Едва слышный стон сорвался с женских губ, но мне его было мало. Я вынул мягкую ткань из ослабевших рук любимой, окунул в воду, не собираясь даже отжимать ее хоть сколько-нибудь, и поднес к округлой груди, наблюдая, как капли стекали в ложбинку и скрывались под одеждой.
- Сними, - снова шепот и поцелуй, что розовым следом заалел на нежной коже шеи. - Сними-и-и… - И, не дожидаясь, когда любимая сделает это сама, распахнул пеньюар и стянул его с женских плеч. Теперь лишь просвечивающийся шелк мокрой сорочки скрывал от меня совершенную красоту возбужденного женского тела.
Торчащие острыми пиками соски. Дрожь плоского живота. И раздвинутые бедра для интимной ласки. Я не упустил ничего, касаясь мокрой тканью, а после горячей ладонью поглаживая и согревая. Так, что мокрый шелк прилипал к телу любимой, становясь второй кожей, и сладкие стоны один за другим слетали с женских губ.
Член пульсировал и натягивал ткань гульфика. Я прижался бедрами к ее ягодицам, начиная покачиваться, толкая скованную одеждой эрекцию между округлых половинок. Танец любви, в котором слои ткани между нами были лишними.
Мои ладони сначала легли на ее грудь. Невесомо. До дрожи. Чтоб после сжать, позволяя ощутить всю силу моего желания. Касания губ к чувствительной коже пониже уха. К теплому бархату щеки. И дразнящая ласка языка в уголке ее приоткрытого в тихом стоне рта. Обхватив сладкие губы своими, я поглаживал их языком, толкаясь глубже и мягко раскрывая.
На грани восприятия послышался шорох падающего на пол аби.

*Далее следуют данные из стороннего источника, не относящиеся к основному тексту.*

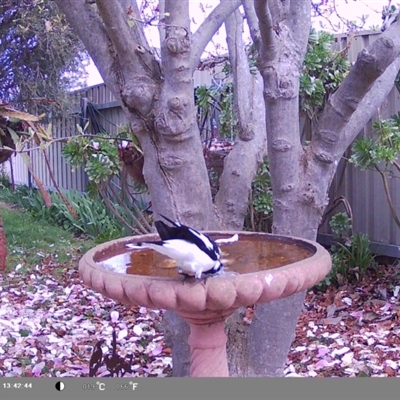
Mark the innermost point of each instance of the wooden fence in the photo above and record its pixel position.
(363, 190)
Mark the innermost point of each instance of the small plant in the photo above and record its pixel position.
(351, 256)
(380, 154)
(259, 217)
(116, 365)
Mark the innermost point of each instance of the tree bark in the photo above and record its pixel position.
(249, 150)
(157, 99)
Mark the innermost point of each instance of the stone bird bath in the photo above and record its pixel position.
(265, 267)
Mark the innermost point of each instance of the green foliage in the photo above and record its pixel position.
(351, 256)
(340, 225)
(323, 71)
(262, 191)
(383, 148)
(30, 240)
(260, 210)
(40, 55)
(98, 156)
(221, 99)
(94, 219)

Сжимающего грудную клетку жакета. И тонкой батистовой рубашки, нетерпеливо снятой мной через голову.
- Ты… для меня… - резкий поворот к себе, и я крепко сжал супругу кольцом рук, впиваясь пальцами в нежное тело и начиная терзать ее губы в жадном поцелуе. Не дышать. Или дышать. Но ею.
Было чувство, что страх настолько сильно сжал все мои чувства в тиски, что сейчас, отпустив заслоны, я ощутил дикий голод. Мне было мало прикосновений, и я мял нежную грудь, пощипывая пальцами соски и в каждом касании стараясь взять больше. Было мало поцелуев, и губы не отрывал, даже не пытаясь вдохнуть - не воздух был нужен. Мало единения, и, приподняв любимую под ягодицы, прижимал к себе, вынуждая обхватить мои бедра ногами и открыться, горячей промежностью прикоснувшись к пульсирующему от налившейся крови пенису. И принимая его по самое основание.

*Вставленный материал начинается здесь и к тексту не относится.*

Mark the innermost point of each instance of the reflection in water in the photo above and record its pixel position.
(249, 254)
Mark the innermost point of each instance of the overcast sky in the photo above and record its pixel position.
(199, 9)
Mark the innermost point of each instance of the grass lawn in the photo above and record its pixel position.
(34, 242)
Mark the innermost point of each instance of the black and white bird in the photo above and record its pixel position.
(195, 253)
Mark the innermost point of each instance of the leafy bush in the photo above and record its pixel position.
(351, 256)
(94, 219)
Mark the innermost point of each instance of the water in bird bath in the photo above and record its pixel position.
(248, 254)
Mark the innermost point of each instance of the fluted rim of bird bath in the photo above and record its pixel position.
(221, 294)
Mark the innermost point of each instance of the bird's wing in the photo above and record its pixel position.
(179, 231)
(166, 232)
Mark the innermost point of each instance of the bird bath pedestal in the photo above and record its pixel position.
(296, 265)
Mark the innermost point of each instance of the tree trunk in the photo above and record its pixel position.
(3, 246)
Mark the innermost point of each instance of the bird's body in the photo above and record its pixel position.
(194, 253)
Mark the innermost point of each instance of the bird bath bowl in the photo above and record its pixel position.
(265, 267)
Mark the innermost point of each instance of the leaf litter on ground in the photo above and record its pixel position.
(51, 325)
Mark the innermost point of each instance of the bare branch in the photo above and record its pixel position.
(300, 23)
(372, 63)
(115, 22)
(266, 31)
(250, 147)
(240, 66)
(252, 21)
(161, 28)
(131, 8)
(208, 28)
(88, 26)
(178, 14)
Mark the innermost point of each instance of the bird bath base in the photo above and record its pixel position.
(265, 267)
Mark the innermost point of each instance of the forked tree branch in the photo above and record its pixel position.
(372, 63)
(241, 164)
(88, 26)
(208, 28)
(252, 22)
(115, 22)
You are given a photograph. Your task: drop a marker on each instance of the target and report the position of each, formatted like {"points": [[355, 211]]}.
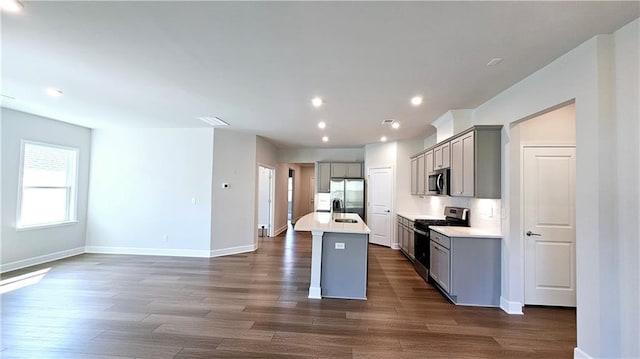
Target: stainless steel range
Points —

В качестве личного рая на земле - тесная каюта вышедшего в море корабля. В качестве необходимой опоры - стена. И сила стремления каждой клетки тела соприкоснуться с любимой заставляла снова и снова толкать бедра вперед, лишь на мгновение назад отступая.
Сильные удары. Глубокие проникновения. И заглушенные отчаянными поцелуями хриплые стоны. Мои. Ее. Общие.
“Ты - моя жизнь”, - мысли, озвучить которые я не мог, содрогаясь и наполняя любимую своим семенем.
...
Венсан де Рошфор:
28.09.17 11:36
Эпилог
Первое время побег из Шато де Гесдьер казался Венсану вполне удачным. Они ушли незамеченными, добрались до Парижа без приключений и Мария, пусть и с трудом, но всё-таки перенесла тяготы пути без опасных последствий.
Но судьбу было рано благодарить. Не успели они с женой оправится от потрясения, как грянул гром среди ясного неба – революционная гидра выбралась из гнезда и начала кровавую охоту.
Его отец – герцог Орлеанский не просто сбежал в тот роковой день, а пропал без вести. Потому, тяготы титула легли на плечи Венсана ненужным бременем, одновременно сделав его привлекательной мишенью для мятежников.
Мария оставалась в его парижском доме, пока он улаживал дела отца и присутствовал на тайных собраниях знати в Версале. Половина аристократов считали, что справятся с революцией, лишь немногие выразили желание бежать из страны. Как бы это не выглядело трусливо, Венсан склонялся ко второму варианту. Слишком болезненный урок маячил перед глазами.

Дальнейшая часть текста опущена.